Rest of World is an American nonprofit publication covering technology stories outside western countries.[1][2][3] Launched in 2020 by Sophie Schmidt, Rest of World focuses on the impact of technology in "glossed over" emerging consumer markets outside the developed West.[4][5] The publication is primarily funded by the Schmidt Family Foundation.[4]
History
Rest of World was first announced in May 2019 by Sophie Schmidt, daughter of former Google CEO, Eric Schmidt, and Wendy Schmidt, as a publication about the impact of technology on the non-Western world, particularly in Africa, Asia, and Latin America. The news website is operated by Rest of World Media Inc., an American private operating foundation established in April 2019.[6] The organization's operations are funded through multiple sources, including grants from foundations such as the Schmidt Family Foundation, donations and sponsorships.[7]
Rest of World was launched in May 2020.[8] That year, Anup Kaphle, a journalist who previously worked for The Washington Post, BuzzFeed News and The Kathmandu Post, joined Rest of World as its founding executive editor.[4] As of September 2020, Rest of World had 30 employees, with about 20 being full-time staffers.[2]
Rest of World Media, Inc. is a 501(c)(3) private operating foundation established in April 2019 and incorporated in the state of Delaware as a nonprofit, charitable corporation. The foundation has one subsidiary, Rest of World Media International, LLC, formed in January 2020 and registered in Kenya as a foreign company. Its purpose is to employ editorial staff.[6]

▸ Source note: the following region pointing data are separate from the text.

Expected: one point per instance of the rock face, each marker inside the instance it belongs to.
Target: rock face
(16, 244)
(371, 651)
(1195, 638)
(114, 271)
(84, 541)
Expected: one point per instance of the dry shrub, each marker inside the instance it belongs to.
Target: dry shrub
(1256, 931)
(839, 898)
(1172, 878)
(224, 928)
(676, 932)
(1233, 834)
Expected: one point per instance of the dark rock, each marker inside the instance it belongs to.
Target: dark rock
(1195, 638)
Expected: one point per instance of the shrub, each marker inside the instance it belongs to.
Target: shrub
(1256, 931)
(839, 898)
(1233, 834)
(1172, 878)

Sophie Schmidt said in September 2020 that she would be spending $60 million on Rest of World over the next decade, with no plans to sell advertising or to use a subscription model. She said she might bring in another investor.[2]
Coverage
Schmidt said in September 2020, "There are three or four billion people who live in markets that are deemed not important enough to address, so there is just a huge gap in understanding what is going on in the rest of the world."[2] Kaphle said in November 2021, "We believe there's a significant gap in how the story of technology is told today — how many thousands of tech companies, apps and experiences with tech go unreported in Western press — so our goal is to fill that gap with compelling, immersive, and high-quality journalism."[1]
The publication won a 2024 National Magazine Award in the design category, for articles on innovative non-western companies, Chinese shopping platforms, and how AI stereotypes different nationalities.[13][14][15][16] That year, Rest of World launched an AI Elections Tracker to examine the role AI plays in elections worldwide.[17]
In January 2013, Schmidt visited North Korea with her father; she subsequently described the trip as consisting of "highly staged encounters, tightly-orchestrated viewings and what seemed like genuine human moments", and the country itself as "like The Truman Show, at country scale."[18][19] That year, she interned at SCL Group, the parent company of Cambridge Analytica – which gained notoriety from the Facebook–Cambridge Analytica data scandal.[20][3] Prior to founding Rest of World in 2019, Schmidt held international technology and policy roles across Asia, Africa, and the Middle East, including positions at Afghanistan's Moby Media Group and Xiaomi in Beijing, China.[2][21]
Schmidt has maintained that Rest of World represents her "life's project," emphasizing its mission to understand technology's impact in markets typically deemed "not important enough to address."[2] In 2024, she was named a Young Global Leader by the World Economic Forum.[22][21]